Duże problemy techniczne pojawiły się już podczas pierwszej gali Clout MMA zorganizowanej w pierwszej połowie sierpnia. Walki są transmitowane odpłatnie na platformie internetowej federacji, a wstęp do gal i pierwsze starcia dostępne także za darmo na YouTubie.

Wielu użytkowników, którzy kupili dostęp do transmisji, opisywało mediach społecznościowych, że albo w ogóle im się nie uruchomiła, albo mocno zacina. Clout MMA w oświadczeniu tłumaczyło, że to skutek „niespotykanej skalą ataków hakerskich, które zostały skierowane przeciwko naszej organizacji”.

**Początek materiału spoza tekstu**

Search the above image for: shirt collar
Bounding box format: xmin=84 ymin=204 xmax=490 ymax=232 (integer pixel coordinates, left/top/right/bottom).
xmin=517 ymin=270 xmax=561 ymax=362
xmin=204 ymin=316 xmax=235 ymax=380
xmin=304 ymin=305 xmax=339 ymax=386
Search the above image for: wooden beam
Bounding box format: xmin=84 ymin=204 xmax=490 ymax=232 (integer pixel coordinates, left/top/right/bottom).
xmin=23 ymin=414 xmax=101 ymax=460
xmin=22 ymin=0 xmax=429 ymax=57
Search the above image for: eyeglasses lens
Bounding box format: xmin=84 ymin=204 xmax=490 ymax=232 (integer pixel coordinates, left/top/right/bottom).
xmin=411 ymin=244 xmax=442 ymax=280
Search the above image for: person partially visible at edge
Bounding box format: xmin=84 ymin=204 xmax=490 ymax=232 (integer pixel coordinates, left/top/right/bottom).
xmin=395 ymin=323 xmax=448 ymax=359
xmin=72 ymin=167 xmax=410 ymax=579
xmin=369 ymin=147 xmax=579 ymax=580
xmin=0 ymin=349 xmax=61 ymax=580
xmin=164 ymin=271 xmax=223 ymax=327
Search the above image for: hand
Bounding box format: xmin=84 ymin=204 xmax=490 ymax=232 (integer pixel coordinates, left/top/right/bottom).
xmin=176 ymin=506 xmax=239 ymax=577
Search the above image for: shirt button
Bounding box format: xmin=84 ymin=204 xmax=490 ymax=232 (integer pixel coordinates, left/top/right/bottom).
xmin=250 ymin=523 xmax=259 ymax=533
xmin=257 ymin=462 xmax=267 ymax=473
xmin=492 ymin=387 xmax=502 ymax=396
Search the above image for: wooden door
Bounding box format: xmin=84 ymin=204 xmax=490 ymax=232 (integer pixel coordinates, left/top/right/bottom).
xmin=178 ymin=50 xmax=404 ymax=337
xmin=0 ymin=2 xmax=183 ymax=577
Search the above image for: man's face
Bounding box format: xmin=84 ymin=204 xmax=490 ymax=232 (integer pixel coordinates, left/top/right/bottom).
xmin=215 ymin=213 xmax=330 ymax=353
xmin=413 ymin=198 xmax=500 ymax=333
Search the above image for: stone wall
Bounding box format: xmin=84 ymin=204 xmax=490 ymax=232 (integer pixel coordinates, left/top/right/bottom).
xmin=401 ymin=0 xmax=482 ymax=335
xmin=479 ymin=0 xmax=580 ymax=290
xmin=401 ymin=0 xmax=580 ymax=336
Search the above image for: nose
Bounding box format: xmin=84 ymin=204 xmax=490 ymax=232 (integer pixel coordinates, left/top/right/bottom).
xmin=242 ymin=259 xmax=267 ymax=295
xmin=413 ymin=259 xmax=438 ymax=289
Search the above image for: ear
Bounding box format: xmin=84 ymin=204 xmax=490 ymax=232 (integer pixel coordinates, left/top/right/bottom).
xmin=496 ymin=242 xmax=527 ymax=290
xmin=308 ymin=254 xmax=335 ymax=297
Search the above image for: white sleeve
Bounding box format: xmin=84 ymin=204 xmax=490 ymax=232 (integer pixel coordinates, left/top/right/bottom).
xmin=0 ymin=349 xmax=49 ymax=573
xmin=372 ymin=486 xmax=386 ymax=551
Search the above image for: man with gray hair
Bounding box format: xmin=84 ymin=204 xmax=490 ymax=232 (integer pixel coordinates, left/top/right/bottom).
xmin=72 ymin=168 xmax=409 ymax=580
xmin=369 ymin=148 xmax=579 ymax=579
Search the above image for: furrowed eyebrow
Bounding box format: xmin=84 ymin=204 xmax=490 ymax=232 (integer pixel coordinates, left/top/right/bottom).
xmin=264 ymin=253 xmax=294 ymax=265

- Jest nam z tego powodu niezmiernie przykro, ponieważ zrobiliśmy wszystko, co w naszej mocy, aby zwalczyć ten problem. Informujemy, że współpracujemy z naszym dostawcą technologii oraz organami ścigania, aby jak najszybciej rozwiązać zaistniały problem. Naszym głównym celem jest indywidualne rozpatrzenie wszystkich reklamacji. Osoby, które doświadczyły problemów w sobotni wieczór, prosimy o kontakt z wykorzystaniem formularza kontaktowego w serwisie - zapewniła spółka. Zapowiedziała, że „w ramach rekompensaty materiał archiwalny z cloutmma.tv będzie dostępny przez wydłużony czas - przez najbliższe 10 dni”.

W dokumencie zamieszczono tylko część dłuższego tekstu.